Although my contemporaries would probably disagree, a large part of me has always believed that live readings should do more than what the prose does on paper alone. It is the difference between simply buying the album and going to the concert. Therefore, we should not simply read. We should perform. We should do the things we can’t do in print, and the bar reading appears to be more encouraging of that. Or perhaps I’ve become desensitized to the unnerving nature of getting up in front of a crowd of strangers and am now compelled to up the ante. As filmmakers and musicians take more risks, so must the author, it seems.
This isn’t me saying that the bookstore reading is dead.

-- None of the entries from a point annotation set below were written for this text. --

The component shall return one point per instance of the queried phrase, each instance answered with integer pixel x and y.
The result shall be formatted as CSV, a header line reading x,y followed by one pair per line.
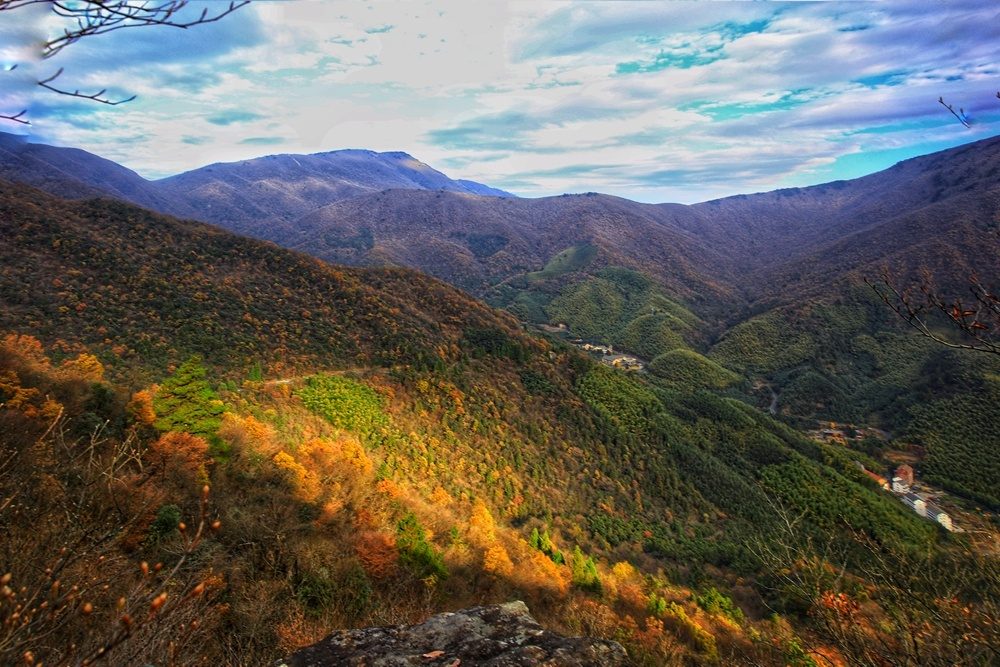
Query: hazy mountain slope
x,y
762,231
156,289
286,187
235,193
73,173
476,241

Far from it. But the game has most definitely changed from how it was ten years ago. The emerging author doesn’t have the luxury of having a tour laid out for them. They have to book their own gigs, and sell it in a way that goes beyond “come watch me read stories.” We’re integrating Twitter and prizes and booze. A certain amount of showmanship is required to get the people onboard. This is a literary affair, but one with a party-like social element to it. Coming off stage and having an audience member buy you a whiskey shot or ask for a photo to put on their Instagram feed is not uncommon. In the book store we’re authors, but in a bar, we’re a little bit closer to rock stars.
Of course, this is a ‘different strokes for different folks’ type of scenario. Some live readers relish the quiet, submissive audience hanging on their every word. Others long for the social experience of the bar after being locked away in the writer’s cave for so long. Each venue has its own advantages, but when we examine the statistics, one of these clearly worked better than the other: the bar had more people, we sold more books, we got better footage, and I think I can safely assume that we had more fun. When I wish to simply read literature, I think of the bookstore. When I want to celebrate the written word, I head to the bar.